Retro reflections by Nick H.
We all know that games can change a lot over the years, and many different titles influence future ones. However, having been gaming for as long as I have (35 years and counting), it is always fascinating to me to play and compare games from early in a series to later. Usually I can find a laundry list of improvements that make it clear just how far video games have progressed. However, many times I also come away with the realisation that while the game may indeed change, a series is at its best when it remembers what made it special in the first place.
When looking at a game series that spans decades, too often people get hung up on the superficial things. Of course the graphics, music and sound are better. Certainly there is more processing power that allows for deeper gameplay. Controllers have come a long ways also, and give us more inputs and more forms of feedback through rumbling or light. These are well and good to note, but when I am comparing titles like this that have roughly two and a half decades between them, I am looking for something a little more substantial. Sometimes that something more simply isn’t there and I realise that you basically have the same game years later with a prettier package. Sometimes I sit with a title like Nobunaga’s Ambition and realise that it has grown a great deal because it changes its focus over time, giving us an increasingly granular look into the time period, and increasingly complex management of both the domestic and military development of the era.
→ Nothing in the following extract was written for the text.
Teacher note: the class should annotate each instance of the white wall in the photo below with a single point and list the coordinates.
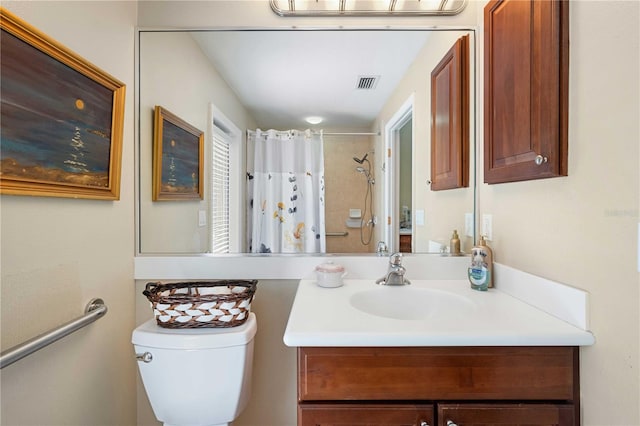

If you read Matt’s excellent review of the recently released Nobunaga’s Ambition: Sphere of Influence – Ascension (and if you haven’t, you really should. Go, this article will be here when you get back), you have a really good idea of how the game itself plays. There is an intriguing mix of real-time strategy and turn-based governing decisions that play out heavily through menus. You have a significant hand in developing the land and creating a thriving city that grows over time into something potentially quite special. You adapt, you improve and you wage war during the Sengoku period of Japan’s history.